Austria, Belgium, Bulgaria, Czech Republic, Greece, Hungary, Ireland, Latvia, Lithuania, Portugal and Romania would each lose one seat in the European Parliament after the EU elections, to be held between 22 and 25 May in all 28 member states.
The decision, agreed on Wednesday (13 March) was necessary to comply with the 751-seat limit set by the Lisbon Treaty and make room for Croatia, which will have 12 MEPs, one less than earlier projections.
Parliament currently numbers 754 MEPs. To bring the number in accordance with the Lisbon Treaty, Germany will lose three of its 99 seats, bringing its MEPs to 96, the maximum allowed by the Lisbon Treaty.
The allocation of seats for the 2014-2019 legislature should be based on objective criteria, says the resolution adopted by 536 to 111, with 44 abstentions. Demographic changes should be taken into account, while ensuring that "losses are limited to a maximum of one seat per member state", it adds.

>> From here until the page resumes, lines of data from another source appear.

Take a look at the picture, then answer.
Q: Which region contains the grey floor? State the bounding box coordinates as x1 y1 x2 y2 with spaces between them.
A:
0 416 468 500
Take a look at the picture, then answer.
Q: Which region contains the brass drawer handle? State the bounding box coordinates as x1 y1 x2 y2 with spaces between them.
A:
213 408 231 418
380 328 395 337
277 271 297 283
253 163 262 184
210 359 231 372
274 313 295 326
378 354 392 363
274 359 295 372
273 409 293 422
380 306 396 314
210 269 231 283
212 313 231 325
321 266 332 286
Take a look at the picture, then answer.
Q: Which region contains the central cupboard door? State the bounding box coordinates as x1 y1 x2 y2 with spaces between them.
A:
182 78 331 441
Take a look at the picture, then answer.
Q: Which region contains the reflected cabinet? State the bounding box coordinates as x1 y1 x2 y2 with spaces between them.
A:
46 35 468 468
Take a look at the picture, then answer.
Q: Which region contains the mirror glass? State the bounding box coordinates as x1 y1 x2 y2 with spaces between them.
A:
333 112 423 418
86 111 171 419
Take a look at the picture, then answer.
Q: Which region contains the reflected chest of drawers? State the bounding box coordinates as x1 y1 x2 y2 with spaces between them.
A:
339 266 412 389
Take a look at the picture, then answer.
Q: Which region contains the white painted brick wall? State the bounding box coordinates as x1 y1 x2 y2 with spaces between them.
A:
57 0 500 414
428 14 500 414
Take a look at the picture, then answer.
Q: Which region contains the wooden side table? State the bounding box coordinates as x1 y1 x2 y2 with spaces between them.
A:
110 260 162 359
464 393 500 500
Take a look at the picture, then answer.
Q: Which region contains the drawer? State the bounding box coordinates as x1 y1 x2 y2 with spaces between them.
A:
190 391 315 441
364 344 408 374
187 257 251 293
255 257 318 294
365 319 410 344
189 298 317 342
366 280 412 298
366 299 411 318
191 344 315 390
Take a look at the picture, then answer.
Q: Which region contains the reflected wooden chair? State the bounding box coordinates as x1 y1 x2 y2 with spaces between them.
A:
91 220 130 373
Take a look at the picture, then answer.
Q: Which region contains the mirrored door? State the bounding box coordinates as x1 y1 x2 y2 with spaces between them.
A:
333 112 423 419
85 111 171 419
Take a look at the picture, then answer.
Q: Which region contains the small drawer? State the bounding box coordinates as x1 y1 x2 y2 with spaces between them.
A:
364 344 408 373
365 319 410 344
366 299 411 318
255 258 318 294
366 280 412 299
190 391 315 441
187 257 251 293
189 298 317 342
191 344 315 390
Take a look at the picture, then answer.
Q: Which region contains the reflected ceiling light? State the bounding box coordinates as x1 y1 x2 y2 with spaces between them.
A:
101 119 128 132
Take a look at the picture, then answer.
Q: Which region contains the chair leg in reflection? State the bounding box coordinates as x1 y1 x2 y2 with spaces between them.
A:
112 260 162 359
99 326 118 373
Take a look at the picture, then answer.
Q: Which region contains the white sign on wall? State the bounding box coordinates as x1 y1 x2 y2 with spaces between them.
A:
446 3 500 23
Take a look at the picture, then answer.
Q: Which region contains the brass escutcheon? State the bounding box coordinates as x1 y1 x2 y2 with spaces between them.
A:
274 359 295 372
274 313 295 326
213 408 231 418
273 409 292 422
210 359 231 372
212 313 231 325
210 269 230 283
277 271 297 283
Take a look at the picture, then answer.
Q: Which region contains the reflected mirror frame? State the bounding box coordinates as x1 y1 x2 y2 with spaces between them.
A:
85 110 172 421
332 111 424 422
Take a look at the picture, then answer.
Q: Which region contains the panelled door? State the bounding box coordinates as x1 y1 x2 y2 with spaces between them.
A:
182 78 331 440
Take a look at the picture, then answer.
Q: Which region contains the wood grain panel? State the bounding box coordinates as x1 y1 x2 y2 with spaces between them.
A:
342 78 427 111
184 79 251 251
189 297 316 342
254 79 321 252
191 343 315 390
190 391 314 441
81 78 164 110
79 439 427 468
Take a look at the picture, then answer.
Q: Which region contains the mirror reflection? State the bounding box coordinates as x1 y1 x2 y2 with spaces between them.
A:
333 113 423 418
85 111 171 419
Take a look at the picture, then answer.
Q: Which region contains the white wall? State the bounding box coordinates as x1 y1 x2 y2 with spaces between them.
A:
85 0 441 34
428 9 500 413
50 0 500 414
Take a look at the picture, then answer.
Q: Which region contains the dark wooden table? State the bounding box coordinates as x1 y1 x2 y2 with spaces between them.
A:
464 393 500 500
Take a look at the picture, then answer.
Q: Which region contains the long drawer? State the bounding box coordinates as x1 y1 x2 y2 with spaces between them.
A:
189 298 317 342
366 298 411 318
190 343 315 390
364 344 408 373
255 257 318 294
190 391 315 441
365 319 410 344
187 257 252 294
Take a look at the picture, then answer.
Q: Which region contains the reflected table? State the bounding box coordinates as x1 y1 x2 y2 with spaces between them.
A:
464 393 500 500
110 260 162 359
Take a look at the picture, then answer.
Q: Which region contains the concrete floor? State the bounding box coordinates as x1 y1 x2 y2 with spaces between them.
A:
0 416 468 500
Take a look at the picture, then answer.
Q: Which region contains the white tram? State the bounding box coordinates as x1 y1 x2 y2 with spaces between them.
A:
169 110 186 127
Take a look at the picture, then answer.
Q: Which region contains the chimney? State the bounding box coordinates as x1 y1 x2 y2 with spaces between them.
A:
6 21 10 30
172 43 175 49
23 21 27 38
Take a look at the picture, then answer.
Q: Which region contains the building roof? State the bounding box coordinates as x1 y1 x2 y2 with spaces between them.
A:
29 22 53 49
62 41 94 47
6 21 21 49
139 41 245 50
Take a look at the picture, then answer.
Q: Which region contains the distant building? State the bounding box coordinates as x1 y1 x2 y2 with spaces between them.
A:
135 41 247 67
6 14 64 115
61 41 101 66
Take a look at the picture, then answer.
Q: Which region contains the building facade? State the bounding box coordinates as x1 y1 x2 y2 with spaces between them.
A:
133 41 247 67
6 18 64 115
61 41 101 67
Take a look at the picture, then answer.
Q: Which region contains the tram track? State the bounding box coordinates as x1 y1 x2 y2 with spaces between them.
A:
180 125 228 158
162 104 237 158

Co-rapporteur Rafał Trzaskowski (European Peopel's Party, Poland) said that if lawmakers had taken a stricter approach, then some member states would have gained seats and others would have lost more than one.
“But could we realistically see a radical solution accepted either by this House or by the Council?" he questioned.
His co-rapporteur Roberto Gualtieri (Socialists and Democrats, Italy) called the decision "least imperfect of the possible solutions."
British MEP Andrew Duff (ALDE) argued that the rapporteurs had tried to be pragmatic, “but obviously, pragmatism is not perfection”.
"This experience teaches us that it is difficult to establish a mathematical formula that is clear and transparent just a year before the elections. Therefore this issue should be reopened at the Convention on Constitutional Reform envisaged to take place in 2015,” Duff said.